We crossed over the river and found our way to Dublin Castle. With the tour here included on our Heritage Card, we signed up for the 12pm group. Taking in three main sections of the Castle, our guide threw a huge amount of information at us in a very short period of time. It was like an extremely intense history lesson. Including a tour through the base of one of the original corner towers (underground); a look inside the (now, de-consecrated) chapel; and finally a walk around the second floor of the main castle residence where official matters of state still take place today.

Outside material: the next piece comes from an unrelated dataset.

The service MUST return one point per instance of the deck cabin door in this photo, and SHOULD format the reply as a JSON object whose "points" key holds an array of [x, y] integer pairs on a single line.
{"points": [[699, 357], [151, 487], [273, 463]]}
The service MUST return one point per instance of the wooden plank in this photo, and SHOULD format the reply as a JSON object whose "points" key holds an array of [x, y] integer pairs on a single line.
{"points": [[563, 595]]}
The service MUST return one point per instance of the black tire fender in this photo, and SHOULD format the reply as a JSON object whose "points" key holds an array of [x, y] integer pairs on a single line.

The base of the Powder Tower at Dublin Castle.

The steps through which Dublin Castle could be accessed directly from the moat... if the guard liked you.

Dublin Castle's chapel.

St. Patrick's Hall inside Dublin Castle.

Just to the east of the Castle, you can find Trinity College. You can take a tour around the grounds of the College with an active student of the campus; ours was very entertaining as well as informative. However, the main attraction of Trinity College is the infamous Book Of Kells. Reputed as being the oldest surviving book in existence, the book was written by monks on the island of Iona around 800AD. The display rooms leading up to the actual book have a wealth of information about old books and writing styles, as well as the study of how they made these books and what they were writing about (spoiler alert: it's mostly bible-related!). The display can be visited separately without the tour of the College, but at €11 for only the Book and €13 including the tour, you might as well do both (or neither, if it doesn't really interest you!).


Trinity College.


The Long Room library at Trinity College.

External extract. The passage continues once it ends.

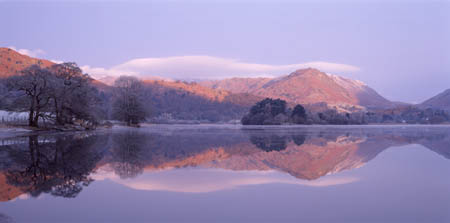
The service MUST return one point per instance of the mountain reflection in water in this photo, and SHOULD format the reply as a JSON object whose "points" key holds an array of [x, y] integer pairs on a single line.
{"points": [[197, 159]]}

We stopped off in Temple Bar again for another meal, this time at Gogarty's. On arrival, there was an old fella going all out with the traditional Irish songs, so that was great to hear. I was served up with the Chicken Hibernia, which was a fragrant and mildly spicy chicken curry. While that doesn't sound very Irish, the name Hibernia comes from Irish folklore, so I suppose the dish must be a little bit traditional! In any case, it was very good. After lunch, we retired to the hotel for a rest, planning to head out in the evening, but when the rain rolled in, we ended up staying in for the evening.


A little Irish folk music from this wee old fella.

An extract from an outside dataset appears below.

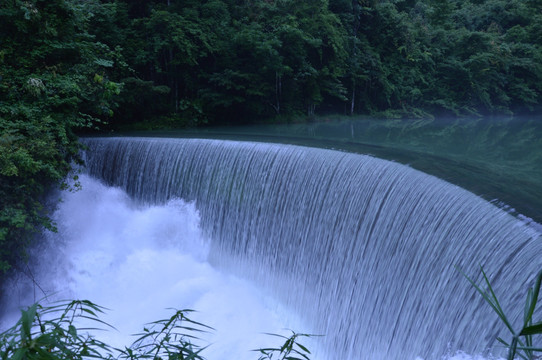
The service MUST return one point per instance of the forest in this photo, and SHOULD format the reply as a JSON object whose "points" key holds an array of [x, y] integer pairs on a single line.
{"points": [[72, 66]]}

Chicken Hibernia at Gogarty's.

Dugout canoe, 15m long from a single tree.
Our final full day in Ireland was a relatively relaxed one. We had basically seen all the stuff we wanted to see. We started the day by jumping on the #14 bus to the south of Dublin. As I have mentioned in other posts, Mum has been studying archaeology and history at university, and through this process, she got into mapping her family history which originates in Ireland. We paid a visit to the Church of Ireland Representative Church Body Library to see if we could find some records of her great-great-grandfather's marriage and birth to help in the mapping. We found the first, but unfortunately not the second. But it was pretty cool to be looking over some records that were actually written down some 200 years ago.

Taking the same bus back into town, we got off near St. Stephen's Green and walked to the National Museum of Ireland (Archaeology). For free entry, you can wander through 10 different exhibits that detail the long history of Ireland through an extensive range of artefacts. Thousands of pieces of jewellery, cooking and storage implements, spears and swords and many, many more examples have been uncovered from Ireland bogs over the years. We had a good look through most of the exhibits, including the boat seen below: a carved-out single pieces of tree trunk that is 15 metres long. Imagine being the archaeologists to dig this up!



Fisherman's Pie for lunch at Bruxelles.

With the past 6 weeks really starting to catch up with us, we were keen to have a bit of a rest in the afternoon, so we chilled at the hotel for a while before heading over to our local pub, O'Shea's for an evening farewell to Ireland.

Decadent desserts were a perfect way to sign off from 6 weeks in Ireland and Scotland.